# Solved: no internet through switch (Netgear router Netgear switch)



## bezmon (May 5, 2009)

Good Evening
hope someone can help

i have a netgear router dg834gt and netgear switch gs608

2 computers connected direct to router work fine (using vista!)

yet 4 computers through switch have no internet access!! (using xp)

switch is connected via Cat5E cable to router
have tried everything i can think, with exceptions of upgrading firmware!

any help would be greatly recieved! (am having to make do with dongle!)

Cheers


----------



## Gr3iz (Mar 9, 2009)

What kind of lights are on on the switch for the port connecting the router to the switch?


----------



## bezmon (May 5, 2009)

hiya mate

on the router the light is green
on the switch the light in orange (as far as i can remember it as always been orange)

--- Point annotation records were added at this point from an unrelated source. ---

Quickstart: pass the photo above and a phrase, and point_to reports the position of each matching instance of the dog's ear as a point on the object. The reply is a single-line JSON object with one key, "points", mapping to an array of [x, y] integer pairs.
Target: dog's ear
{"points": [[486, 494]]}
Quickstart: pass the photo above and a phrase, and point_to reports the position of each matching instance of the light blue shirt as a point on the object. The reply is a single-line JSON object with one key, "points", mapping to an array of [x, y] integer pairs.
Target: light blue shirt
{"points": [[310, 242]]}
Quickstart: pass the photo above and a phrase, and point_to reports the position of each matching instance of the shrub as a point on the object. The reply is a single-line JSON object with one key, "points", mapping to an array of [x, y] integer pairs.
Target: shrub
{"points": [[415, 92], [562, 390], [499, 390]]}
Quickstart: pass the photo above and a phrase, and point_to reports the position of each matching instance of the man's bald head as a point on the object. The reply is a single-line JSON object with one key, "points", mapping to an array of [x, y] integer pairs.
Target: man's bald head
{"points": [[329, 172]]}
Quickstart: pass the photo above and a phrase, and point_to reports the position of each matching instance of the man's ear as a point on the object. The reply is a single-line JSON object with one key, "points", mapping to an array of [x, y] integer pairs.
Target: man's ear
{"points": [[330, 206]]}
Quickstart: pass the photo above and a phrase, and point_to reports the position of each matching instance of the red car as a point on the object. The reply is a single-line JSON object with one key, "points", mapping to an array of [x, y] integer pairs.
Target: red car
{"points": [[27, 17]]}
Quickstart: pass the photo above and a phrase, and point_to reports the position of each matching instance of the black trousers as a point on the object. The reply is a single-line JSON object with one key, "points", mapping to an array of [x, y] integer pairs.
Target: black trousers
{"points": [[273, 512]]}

it was all working until i changed the router, the old kept dropping connection

i have logged into the router from one of the machine its works with a gone through to the connected devices only to find the two there i know are working


----------



## Gr3iz (Mar 9, 2009)

The 4 computers that cannot access the Internet, what kind of IP addresses do you get on them? Consistent with the ones that do work? Hopefully all are using DHCP, or at least staticked to an address within the router's subnet.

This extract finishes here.